Economic conditions

The world economy is continuing recovery from the shock of the Corona virus. It is increasingly clear that the latest variant is much less dangerous than those that have been before. World economic growth is accelerating. However,there are concerns about China and the action of central banks to raise interest rates to combat inflation.

Economic activity in China has already decelerated and there are fears that this might spread to the US and other parts of the world. Bankruptcies in the Chinese property market have slowed lending and are spreading to other sectors. International equity prices remain underpinned by the rebound in growth and the rise in profits. Inflation is the market focus. If cost pressure (particularly wages) do not subside there will be prolonged inflation to prompt more aggressive monetary tightening or a squeeze on profit margins.

As such, the evolution of inflation will be key for 2022. Central banks have been holding back from increasing interest rates aggressively.
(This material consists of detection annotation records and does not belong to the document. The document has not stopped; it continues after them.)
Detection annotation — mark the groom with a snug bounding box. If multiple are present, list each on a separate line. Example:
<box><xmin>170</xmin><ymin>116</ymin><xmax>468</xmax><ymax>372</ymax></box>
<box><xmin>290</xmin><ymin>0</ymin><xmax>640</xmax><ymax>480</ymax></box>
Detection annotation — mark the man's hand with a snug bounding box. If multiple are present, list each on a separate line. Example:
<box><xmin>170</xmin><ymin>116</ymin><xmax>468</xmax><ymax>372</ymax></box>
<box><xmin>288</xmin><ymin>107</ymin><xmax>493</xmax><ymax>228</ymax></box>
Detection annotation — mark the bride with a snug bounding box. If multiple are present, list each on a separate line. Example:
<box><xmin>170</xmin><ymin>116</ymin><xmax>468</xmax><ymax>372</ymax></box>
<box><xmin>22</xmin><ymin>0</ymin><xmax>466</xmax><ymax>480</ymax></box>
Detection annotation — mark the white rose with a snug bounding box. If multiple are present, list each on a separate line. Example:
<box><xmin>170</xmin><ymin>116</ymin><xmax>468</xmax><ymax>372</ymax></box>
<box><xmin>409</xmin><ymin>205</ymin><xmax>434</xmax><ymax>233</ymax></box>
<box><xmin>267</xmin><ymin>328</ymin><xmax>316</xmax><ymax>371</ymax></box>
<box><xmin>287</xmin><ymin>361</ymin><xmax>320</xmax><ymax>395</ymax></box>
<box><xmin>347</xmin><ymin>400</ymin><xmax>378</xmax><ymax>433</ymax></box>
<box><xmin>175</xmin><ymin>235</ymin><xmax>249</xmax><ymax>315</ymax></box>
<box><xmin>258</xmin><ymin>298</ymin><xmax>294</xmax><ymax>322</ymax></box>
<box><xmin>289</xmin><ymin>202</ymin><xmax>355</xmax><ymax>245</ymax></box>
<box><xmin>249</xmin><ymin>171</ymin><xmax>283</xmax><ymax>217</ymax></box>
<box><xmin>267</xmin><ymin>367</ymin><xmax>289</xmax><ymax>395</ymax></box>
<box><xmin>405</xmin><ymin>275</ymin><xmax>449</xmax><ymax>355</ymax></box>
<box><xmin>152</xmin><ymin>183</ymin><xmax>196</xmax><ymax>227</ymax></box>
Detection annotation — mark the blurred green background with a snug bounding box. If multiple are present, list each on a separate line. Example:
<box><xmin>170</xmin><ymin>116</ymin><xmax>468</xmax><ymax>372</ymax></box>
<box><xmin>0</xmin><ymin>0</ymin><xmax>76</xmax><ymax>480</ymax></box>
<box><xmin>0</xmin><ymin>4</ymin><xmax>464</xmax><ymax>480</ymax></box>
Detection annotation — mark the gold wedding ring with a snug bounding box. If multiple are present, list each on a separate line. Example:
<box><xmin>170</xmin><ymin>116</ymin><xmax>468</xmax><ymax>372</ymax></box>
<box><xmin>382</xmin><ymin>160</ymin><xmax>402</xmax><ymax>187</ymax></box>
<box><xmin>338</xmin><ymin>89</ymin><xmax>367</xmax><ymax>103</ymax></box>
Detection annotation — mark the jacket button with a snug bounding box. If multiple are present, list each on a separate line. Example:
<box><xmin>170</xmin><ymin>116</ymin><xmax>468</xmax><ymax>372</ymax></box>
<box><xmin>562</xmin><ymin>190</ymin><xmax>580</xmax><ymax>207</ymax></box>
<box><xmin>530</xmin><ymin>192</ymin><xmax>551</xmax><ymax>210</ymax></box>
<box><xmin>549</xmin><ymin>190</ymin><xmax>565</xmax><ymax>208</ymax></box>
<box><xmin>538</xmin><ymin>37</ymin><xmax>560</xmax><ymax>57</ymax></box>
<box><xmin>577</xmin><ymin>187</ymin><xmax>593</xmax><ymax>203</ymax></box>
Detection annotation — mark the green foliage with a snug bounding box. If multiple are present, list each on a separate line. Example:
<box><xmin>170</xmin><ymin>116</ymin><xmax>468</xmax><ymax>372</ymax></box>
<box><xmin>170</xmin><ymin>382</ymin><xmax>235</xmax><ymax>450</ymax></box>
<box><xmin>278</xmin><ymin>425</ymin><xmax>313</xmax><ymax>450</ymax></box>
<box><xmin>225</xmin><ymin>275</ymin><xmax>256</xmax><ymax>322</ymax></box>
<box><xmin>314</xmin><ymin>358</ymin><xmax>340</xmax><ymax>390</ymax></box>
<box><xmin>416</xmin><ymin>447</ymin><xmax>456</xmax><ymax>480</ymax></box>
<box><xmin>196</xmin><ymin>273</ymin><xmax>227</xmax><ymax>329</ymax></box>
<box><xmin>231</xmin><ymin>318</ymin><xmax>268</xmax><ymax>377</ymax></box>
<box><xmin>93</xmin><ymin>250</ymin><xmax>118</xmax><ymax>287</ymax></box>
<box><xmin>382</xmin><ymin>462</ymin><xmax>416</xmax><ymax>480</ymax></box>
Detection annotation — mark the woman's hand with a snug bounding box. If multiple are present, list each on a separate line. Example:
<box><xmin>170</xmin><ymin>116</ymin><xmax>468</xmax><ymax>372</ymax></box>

However, if inflation does not fall or if there is any evidence of longer-term inflation expectations rising, the probability of more robust monetary action and consequent risks for the global economy will rise. The US is the focus here with aggressive fiscal and monetary action driving the world economy through the strong demand in America.

The flow of US demand abroad has caused a deterioration in the US trade balance that will not reduce the trade friction between the US and China. The prospect of further US fiscal stimulus limited due to the impasse in the US Senate. The political gridlock is expected to become more entrenched if the Democrats lose the Lower House as a consequence of the Mid-Term elections in November 2022.

US-Chinese trade; Russian armies in Easter Europe, global warming are also important for emerging equities in the year ahead.

Projections

Indicator 2021 2022 2023 2024
World growth 5.6 3.5 4.0 4.0
US GDP 6.5 3.5 3.0 2.5
US Inflation 4.0 3.5 3.0 2.0
US Unemployment 5.5 4.0 4.0 4.0
US bond yield 1.5 2.0 2.5 2.5

Upcoming events

Assets

  • US Stocks (SPY) and those in the rest of the world are already pricing in economic recovery. The price of US equities relative to the earnings that have been reported is close to a record high. Substantial improvement in earning will be necessary to maintain current price levels. Emerging equities are less highly valued but rising US interest rates may cause capital flight and increased funding costs. Chinese economic weakness has not spread abroad but the size of the economy means that China cannot be ignored.

  • US government Bonds (TLT): the 10-year government yield has pierced the 2.0% level but this yield reflects a belief that the US central bank will contain inflation without substantial tightening of monetary conditions. This will may be a challenge.

  • Gold (GLD): is drifting with an easing of the virus and suggestions that Crypto assets are the new safe haven from inflation. However, Crypto regulation or an increase in international conflict could reignite the yellow metal.

  • Corporate bonds (JNK): are supported by the low level of defaults. The spread between safe and risky assets has tended to narrow as investors search for yield. Higher interest rates would be negative in absolute terms and would raise refinancing costs and therefore default risks.